As I keep saying, we are witnessing the largest wealth transfer in decades. We are experiencing it right now and this should be all that we are talking about. The linked thread talks about a single aspect of this wealth transfer (also known as The Great Reset). But there are many other aspects.

My Libertarian Side

According to this I’m a libertarian feminist. I never expected myself to be a libertarian anything, so this is a surprise.

Dreamy Vine

A dream of a lifetime has come true. I now have a climbing vine growing upwards on a wall of my house. I can’t take a picture because we have a huge clump of greenery hiding it. But I know it’s there, and it makes me feel good.

I didn’t plant it or anything. And nobody in the area has one. It came out of nowhere because it knew it was going to be loved.

Bread

One thing that was a lot better in the USSR – and we all know how I hate the USSR, so this is really true – was bread. I have not tasted in North America anything remotely resembling the little Soviet 7-kopeck loaf. Or the big black 22-kopeck loaf. Or the round golden loaf.

And I’m not talking gas station bread. I’ve been to all sorts of fancy bakeries in the US. And it’s all trash compared to what we had in the USSR.

Germany has great bread, so it’s not like the USSR had some secret recipe.

Body and Soul

A colleague has a son who’s a little younger than me. Married, two small children. He had a numbness at the top of his spine. Went to the hospital and was told that it’s either terminal cancer or a stress-induced inflammation. And to come back in 3 months when they hope to be able to know for sure.

Where I come from, doctors would never say something like this. They’d conceal a terminal diagnosis from a patient until the very last because a terrified patient is less likely to have the energy to battle the disease. In the next three months, my colleague’s son will eat his heart out, worrying about whether he’s dying. His wife and children will suffer. The 70-year-old mom with a heart condition will suffer. Why do something like this? What’s the medical rationale for terrorizing a person like this? Whatever the man’s life expectancy is, these doctors have needlessly robbed him of 3 months of normal life.

And if it turns out to be nothing, what are the chances this guy will go get checked out in the future if he feels ill?
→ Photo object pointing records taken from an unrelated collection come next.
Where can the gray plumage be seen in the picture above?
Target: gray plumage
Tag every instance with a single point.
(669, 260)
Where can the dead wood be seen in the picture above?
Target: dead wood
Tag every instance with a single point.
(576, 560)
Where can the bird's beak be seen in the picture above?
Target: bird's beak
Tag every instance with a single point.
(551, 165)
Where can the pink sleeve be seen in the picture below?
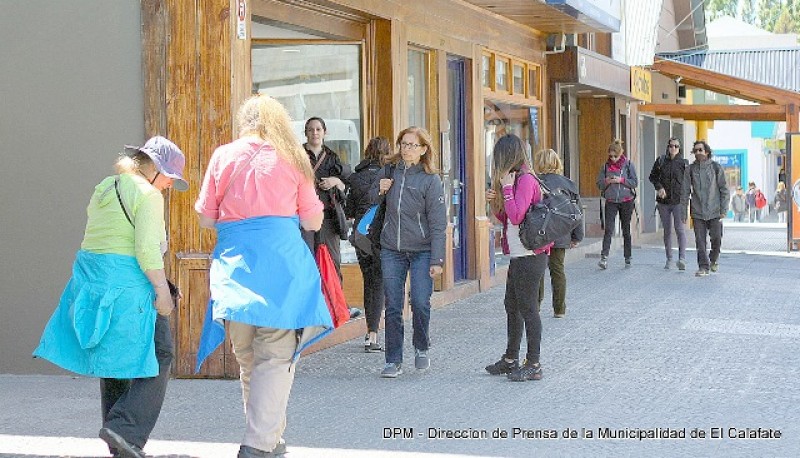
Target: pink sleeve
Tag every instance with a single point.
(308, 204)
(207, 204)
(518, 198)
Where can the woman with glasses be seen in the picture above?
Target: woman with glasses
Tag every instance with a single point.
(412, 241)
(368, 171)
(617, 180)
(112, 321)
(668, 175)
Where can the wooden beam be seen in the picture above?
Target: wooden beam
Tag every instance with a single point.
(724, 84)
(718, 112)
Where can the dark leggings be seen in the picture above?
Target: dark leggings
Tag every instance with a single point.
(522, 293)
(625, 211)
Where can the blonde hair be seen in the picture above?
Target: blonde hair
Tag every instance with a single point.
(548, 161)
(266, 118)
(509, 154)
(616, 146)
(424, 139)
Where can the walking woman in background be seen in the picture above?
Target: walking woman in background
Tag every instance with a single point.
(617, 180)
(780, 202)
(549, 169)
(112, 320)
(514, 189)
(257, 192)
(668, 174)
(412, 241)
(330, 182)
(358, 203)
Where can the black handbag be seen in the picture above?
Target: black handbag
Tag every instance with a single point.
(174, 291)
(554, 217)
(341, 219)
(375, 228)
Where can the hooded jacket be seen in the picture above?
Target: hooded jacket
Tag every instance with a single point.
(415, 212)
(669, 173)
(707, 190)
(618, 192)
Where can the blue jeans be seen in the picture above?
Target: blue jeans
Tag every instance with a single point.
(396, 265)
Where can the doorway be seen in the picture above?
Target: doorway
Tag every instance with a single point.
(454, 163)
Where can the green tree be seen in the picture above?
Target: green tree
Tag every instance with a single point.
(749, 11)
(718, 8)
(768, 13)
(785, 22)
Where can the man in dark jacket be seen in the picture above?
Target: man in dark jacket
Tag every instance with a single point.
(668, 175)
(709, 204)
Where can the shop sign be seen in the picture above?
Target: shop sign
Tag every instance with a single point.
(641, 84)
(241, 19)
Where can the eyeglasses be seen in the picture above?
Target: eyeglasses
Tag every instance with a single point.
(404, 145)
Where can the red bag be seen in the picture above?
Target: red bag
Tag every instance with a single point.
(761, 201)
(332, 287)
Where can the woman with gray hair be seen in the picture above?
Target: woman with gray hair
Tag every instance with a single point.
(548, 167)
(112, 321)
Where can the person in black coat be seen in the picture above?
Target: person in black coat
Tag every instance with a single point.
(668, 175)
(358, 203)
(331, 179)
(549, 168)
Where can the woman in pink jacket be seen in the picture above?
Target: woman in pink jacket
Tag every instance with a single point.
(514, 189)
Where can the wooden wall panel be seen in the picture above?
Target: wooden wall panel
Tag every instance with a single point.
(214, 95)
(595, 133)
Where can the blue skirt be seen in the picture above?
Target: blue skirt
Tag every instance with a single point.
(263, 274)
(105, 321)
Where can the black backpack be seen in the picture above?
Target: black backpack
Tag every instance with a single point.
(554, 217)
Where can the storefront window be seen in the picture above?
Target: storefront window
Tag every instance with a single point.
(486, 71)
(315, 80)
(417, 88)
(501, 75)
(502, 119)
(519, 79)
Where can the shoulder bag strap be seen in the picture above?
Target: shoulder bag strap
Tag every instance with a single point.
(122, 204)
(320, 160)
(237, 172)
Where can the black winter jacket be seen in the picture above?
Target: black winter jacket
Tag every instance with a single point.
(554, 181)
(330, 167)
(669, 174)
(358, 199)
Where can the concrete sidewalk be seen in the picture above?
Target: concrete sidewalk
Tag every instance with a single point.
(642, 351)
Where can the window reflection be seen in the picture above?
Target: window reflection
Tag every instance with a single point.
(315, 80)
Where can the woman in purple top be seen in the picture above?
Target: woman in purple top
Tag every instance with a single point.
(514, 189)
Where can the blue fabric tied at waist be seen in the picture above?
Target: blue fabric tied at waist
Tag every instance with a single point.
(263, 274)
(104, 324)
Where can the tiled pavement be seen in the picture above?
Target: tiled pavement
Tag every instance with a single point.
(640, 349)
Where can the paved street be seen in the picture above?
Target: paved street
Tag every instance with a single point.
(641, 352)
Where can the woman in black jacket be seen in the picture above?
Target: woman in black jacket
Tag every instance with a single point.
(668, 175)
(548, 167)
(358, 203)
(331, 182)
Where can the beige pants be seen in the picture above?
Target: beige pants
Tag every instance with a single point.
(267, 373)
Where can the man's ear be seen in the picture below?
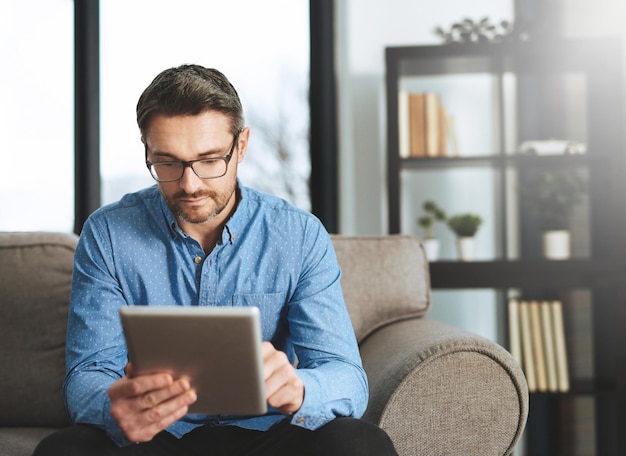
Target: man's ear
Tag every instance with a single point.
(242, 146)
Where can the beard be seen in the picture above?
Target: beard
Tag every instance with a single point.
(200, 215)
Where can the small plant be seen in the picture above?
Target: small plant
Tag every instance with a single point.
(465, 225)
(433, 214)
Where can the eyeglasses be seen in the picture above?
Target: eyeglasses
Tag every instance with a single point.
(205, 168)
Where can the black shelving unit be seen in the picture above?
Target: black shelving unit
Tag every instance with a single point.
(537, 69)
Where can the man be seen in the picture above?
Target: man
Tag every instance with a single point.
(199, 237)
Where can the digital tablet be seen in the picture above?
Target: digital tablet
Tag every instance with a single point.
(217, 348)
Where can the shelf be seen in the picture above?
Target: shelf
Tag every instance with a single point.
(495, 160)
(527, 274)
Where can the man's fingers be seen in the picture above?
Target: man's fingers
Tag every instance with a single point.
(127, 387)
(145, 425)
(143, 406)
(283, 387)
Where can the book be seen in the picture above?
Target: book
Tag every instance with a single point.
(528, 365)
(423, 125)
(404, 136)
(432, 115)
(548, 343)
(538, 347)
(559, 346)
(417, 124)
(515, 341)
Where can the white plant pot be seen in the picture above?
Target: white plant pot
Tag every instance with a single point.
(465, 248)
(431, 246)
(556, 245)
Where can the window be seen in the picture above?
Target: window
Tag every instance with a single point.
(36, 115)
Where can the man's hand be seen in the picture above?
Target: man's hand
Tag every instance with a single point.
(283, 388)
(145, 405)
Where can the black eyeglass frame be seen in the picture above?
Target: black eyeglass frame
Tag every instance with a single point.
(190, 163)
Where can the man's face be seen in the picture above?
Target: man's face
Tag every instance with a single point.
(184, 138)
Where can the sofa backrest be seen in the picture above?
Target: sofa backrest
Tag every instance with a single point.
(35, 281)
(384, 279)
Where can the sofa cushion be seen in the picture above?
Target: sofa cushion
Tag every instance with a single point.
(35, 281)
(384, 279)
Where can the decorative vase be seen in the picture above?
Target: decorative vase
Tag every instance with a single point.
(431, 246)
(556, 245)
(465, 248)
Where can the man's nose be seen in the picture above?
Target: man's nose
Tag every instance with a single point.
(190, 182)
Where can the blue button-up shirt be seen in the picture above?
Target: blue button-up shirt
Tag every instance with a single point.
(271, 255)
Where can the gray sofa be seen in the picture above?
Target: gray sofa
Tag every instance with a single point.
(435, 389)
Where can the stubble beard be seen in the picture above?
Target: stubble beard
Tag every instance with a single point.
(220, 201)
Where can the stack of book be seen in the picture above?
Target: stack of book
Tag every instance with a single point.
(423, 125)
(537, 342)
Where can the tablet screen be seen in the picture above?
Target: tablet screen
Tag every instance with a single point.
(217, 348)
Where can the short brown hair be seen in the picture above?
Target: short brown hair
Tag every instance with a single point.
(189, 90)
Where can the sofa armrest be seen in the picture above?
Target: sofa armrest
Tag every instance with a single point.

This all happens because the medical establishment in this country doesn’t accept that there’s any connection between psychological and physical sides of human beings. As if the body and the soul (psyche, nervous system, whatever you call it) living in it never communicated.

Who Are the Good Guys?

I also want to add that the passionate unanimity on how the Muslim conquest of the Iberian Peninsula in 711 was a terrible tragedy has been substituted with a passionate unanimity that it was a wonderful miracle. At yesterday’s debate, both speakers differed as to the degree of the miraculous wonderfulness, with each claiming it was more wonderful than the opponent was saying.

I find both attitudes to be painfully boring. How about we stop looking for good guys and bad guys in history and accept that, like that Facebook status says, “it’s complicated.” I understand being emotionally invested into recent history. But this was 1,300 years ago. There’s really no need to cheer on the participants.

Out of Synch

As I watched two Spaniards hotly debate yesterday what year 711 meant for their culture, I realized that it’s not possible for my people. We didn’t have much culture going at that time.

In 1605, when Cervantes published the first part of Don Quijote, we didn’t have anybody who published anything.

Emergency Meeting

The CDC has called an emergency meeting on side effects (heart damage) of the COVID “vaccine” in teenagers. Who are at no risk from COVID.

And this is just immediate side effects. Now let’s wait for the long-term effects of this particular medical experiment whose only benefit is a record profit for Pfizer and Moderna.

Before anybody quotes NYTimes at me saying that these side effects are unimportant, please remember that I’m not the one who called this emergency meeting. It was the CDC.